Sin embargo, llevaba bastantes semanas sin contarlo. ¿Para qué, si despertaría solo en aquella pesadilla en la que se había convertido su vida?


En realidad, no estaba solo. O, al menos, no en el sentido convencional de la palabra.


El rubio llevaba un rato tumbado, mirando al techo. El lugar que le servía de refugio, una casa abandonada en el campo, le permitía relajarse durante varias horas. A veces, hasta conseguía acumular ocho horas de sueño gracias a la ausencia de zombies de la zona. Además, le permitía reconsiderar sus estrategias y revisar las armas.


Ese día, como de costumbre, pasaba demasiado despacio y silencioso. Casi parecía que el propio Gregory estaba tan muerto como el resto de la humanidad.


Llevaba un par de días sin comer, y había dormido más que nunca. La verdad es que ya no encontraba fuerzas ni para levantarse a hacer algo tan simple como estirarse: solo contemplaba el techo, la luz solar que se colaba por algunas rendijas de madera hasta que anochecía, las telas que cubrían las ventanas lo justo para no ser detectado por algún muerto viviente...


Un gruñido profundo se hizo audible en la casa, siendo lo único que causó que el muchacho se incorporase de golpe, como si hubiesen pulsado un interruptor.


Christophe debía estar hambriento.


El británico se puso en pie al fin. Llevaba horas esperando ese momento.


Su amado Christophe (o, mejor dicho, lo que quedaba de él) estaba en la habitación contigua, la cual había sido destrozada previamente tras una trifulca. Su cuello estaba atado con una cadena a una tubería que sobresalía de la pared y un bozal para perros cubría su boca. Su piel era grisácea y seca, la piel de un cadáver. Sus ojos estaban perdidos en el suelo de madera mientras gruñía y movía los pies, tratando de avanzar lentamente sin éxito alguno. Uno de sus brazos estaba ligeramente levantado, como buscando algo a tientas, mientras que el otro sostenía una pala que no soltaba jamás: Gregory ya intentó quitarle los dedos de encima, pero estaban demasiado rígidos.

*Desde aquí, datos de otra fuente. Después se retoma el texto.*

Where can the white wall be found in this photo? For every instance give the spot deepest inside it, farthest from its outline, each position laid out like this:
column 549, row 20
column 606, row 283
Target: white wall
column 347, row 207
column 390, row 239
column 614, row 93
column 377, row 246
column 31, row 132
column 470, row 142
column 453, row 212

La sala estaba muy oscura, más incluso que la otra: Christophe no necesitaba luz, y la ausencia de la misma le ponía mucho menos agresivo. El hecho de que el rubio hubiese controlado su dieta desde el momento en el que dejó de ser humano también influyó, ya que él mismo tenía que ir a buscar cadáveres... o crearlos. Eso le daba el poder necesario como para medir las provisiones que le daba al castaño.